Fragen zur Identitätspolitik

Die Wochenzeitung DER FREITAG fragt unterdessen auf der Titelseite: "Wer hat Angst vor Identitätspolitik?", was man als ironische Anspielung auf das alte Kinderspiel "Wer hat Angst vorm schwarzen Mann?" lesen könnte.
Einer von mehreren Beiträgen, in denen es um die besagte Identitätspolitik geht, heißt "Farbenblind werden" und stammt aus der Tastatur von Nikita Vaillant. Laut Informationskasten eine "person of color" – "(für diejenigen, die das interessiert)", fügt der FREITAG hinter der Farbinformation in Klammern hinzu.
Nikita Vaillant leugnet den Rassismus der Weißen keineswegs, er betont allerdings:
"Es wäre realitätsfern, Rassismus vornehmlich oder ausschließlich bei weißen Menschen zu verorten – wer wie ich in einem Einwandererviertel aufgewachsen ist, weiß ganz genau, dass auch 'People of Color', wie türkisch- und arabischstämmige Menschen, genau wie Schwarze und alle anderen rassistisch sein können. Diese einfache Opfer-Täter-Dichotomie ist grob simplifizierender Quatsch.
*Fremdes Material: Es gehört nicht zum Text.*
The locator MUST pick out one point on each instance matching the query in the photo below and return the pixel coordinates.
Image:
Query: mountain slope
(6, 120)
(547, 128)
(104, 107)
Nicht nur sind weiße Menschen inhärente Täter, sie sind auch Objekt homogenisierender Begriffe wie Alman oder Colonizer. Dass man keine weißen Mitbewohner mehr will, dass man jeder weißen Person in der U-Bahn misstraut, oder dass man keine neuen Freundschaften mehr mit Weißen eingehen möchte, sind Dinge, die mir nicht selten zu Ohren kommen."
Und das, um es abzukürzen, hält Nikita Vaillant für keine gute Entwicklung.
So viel für heute. Tun Sie im Übrigen bitte das Ihre dafür, dass nach der Pandemie nicht das eintritt, was eine finstere WELT-Überschrift prophezeit: "Wir werden wieder dieselben Muffelköpfe werden."